23. Classteacher Learning Systems (total raised: $15,000,000)

24. K-12 Techno Services (total raised: $15,000,000)

25. Revolution Prep (total raised: $15,000,000)

But that list is really not that interesting...

What I'm more interested in: what about those startups who’ve raised between $800,000 and $5 million since 2009? Where are they now? What are their prospects — for sustainability, for acquisition?

Other questions: which investors are “doing well” in ed-tech startup-land? Which investors are furthering which education policies (CCSS, NCLB, RTTT, etc) with their funding? In other words, does investment follow policy? Does investment lead policy? Are trends like “data-driven education,” for example. market-driven? Policy-driven? Investor-driven?

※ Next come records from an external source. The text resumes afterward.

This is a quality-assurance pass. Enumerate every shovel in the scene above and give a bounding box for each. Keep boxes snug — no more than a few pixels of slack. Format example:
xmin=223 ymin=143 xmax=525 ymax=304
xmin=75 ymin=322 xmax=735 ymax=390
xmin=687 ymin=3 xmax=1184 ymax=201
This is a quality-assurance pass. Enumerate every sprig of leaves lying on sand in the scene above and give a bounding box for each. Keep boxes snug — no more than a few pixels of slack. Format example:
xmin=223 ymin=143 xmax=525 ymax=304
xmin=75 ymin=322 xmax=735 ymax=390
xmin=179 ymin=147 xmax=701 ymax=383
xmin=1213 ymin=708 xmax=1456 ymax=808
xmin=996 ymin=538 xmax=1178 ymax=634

Which metrics are the startup ecosystem tracking that give us the wrong signals for which education startups are interesting or important or tranformative? Which signals do investors (and by extension Crunchbase and Techcrunch… to name a few) follow that do not mean much when it comes to questions of learning, equity, justice? (i.e. user sign-ups, funding amounts)?

And finally, how can I make my research on this topic more relevant? What questions should I be asking of the Crunchbase(ish) data? What questions does this data fail to answer? How can I make this research and data open and accessible to others?